We suggest in this Power Point some resolutions for problems that we have described. Let me begin with a rehearsal of the Proposition 106 criteria, the federal mandates, and the grid adjustments. No doubt as you read Proposition 106, it unequivocally requires equal population standards. There is the same kind of unequivocality as to the Voting Rights Act Amendments. But then we come to the Proposition 106 criteria as listed in Section 14 C, D, E, and F. And the question that I posed in the first presentation was how is the Commission to apply these criteria?
Which criteria should have priority?
What happens when a particular area, when you are examining a particular line of districting, what about competition among these criteria and how should that competition be resolved? We think that the Commission, because it is involved in a very different process from legislative redistricting, needs a principal method of prioritizing these criteria. And we think that this method is found in the process set up by Proposition 106 itself and in arguments made on behalf of Proposition 106 at the time of its passage.

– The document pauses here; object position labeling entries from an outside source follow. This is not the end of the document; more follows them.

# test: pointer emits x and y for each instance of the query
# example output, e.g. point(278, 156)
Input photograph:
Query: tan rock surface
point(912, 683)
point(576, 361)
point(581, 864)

The transcript excerpts show clearly that NDC and Alan Heslop suggested the AIRC use the language of Prop 106, which he believed puts competitiveness as the lowest priority criterion, as the guide in the process.
The Arizona Supreme Court, finally in 2009, declared that methodology to be flawed and inappropriate.
Fast forward to 2011. The same interests that found convenient methods for sidestepping the wishes of the voting public are fighting like drowning swimmers to find a way to preserve the status quo. Most of them are conducting their survival fight behind the scenes. Others, like Frank Antenori and Terri Proud, prefer the brash, in-your-face approach. And Proud Terri keeps right on rolling along, this week getting the Arizona Daily Star to publish her mindless drivel and Tucson radio personality Bill Buckmaster to let her rant on the airwaves.
In the meantime, the press is failing tremendously at getting to the essence of this story.
So are you saying we are screwed? Is the GOP in this state just going to do as usual what ever they want and who cares about a little thing called the law? The media other than channel 5 sometimes and the New Times is on the GOP side so what do you suggest?
ReplyDeleteOn the contrary, Jim, the first thing we do is expose the GOP and its tactics. And we MUST participate in the process, we must support the IRC in what it is working to do and we must let the GOP know that we will NOT roll over and play dead.
ReplyDeleteNo, I think the controversy is happening because they know THEY are screwed.
In several documents, clues emerge as to the real fear of the GOP and tea party instigators. They know the natural result of a fair redistricting process will eliminate the supermajority they have built up and enjoyed over the last decade. And they are terrified to allow the people to actually have a say.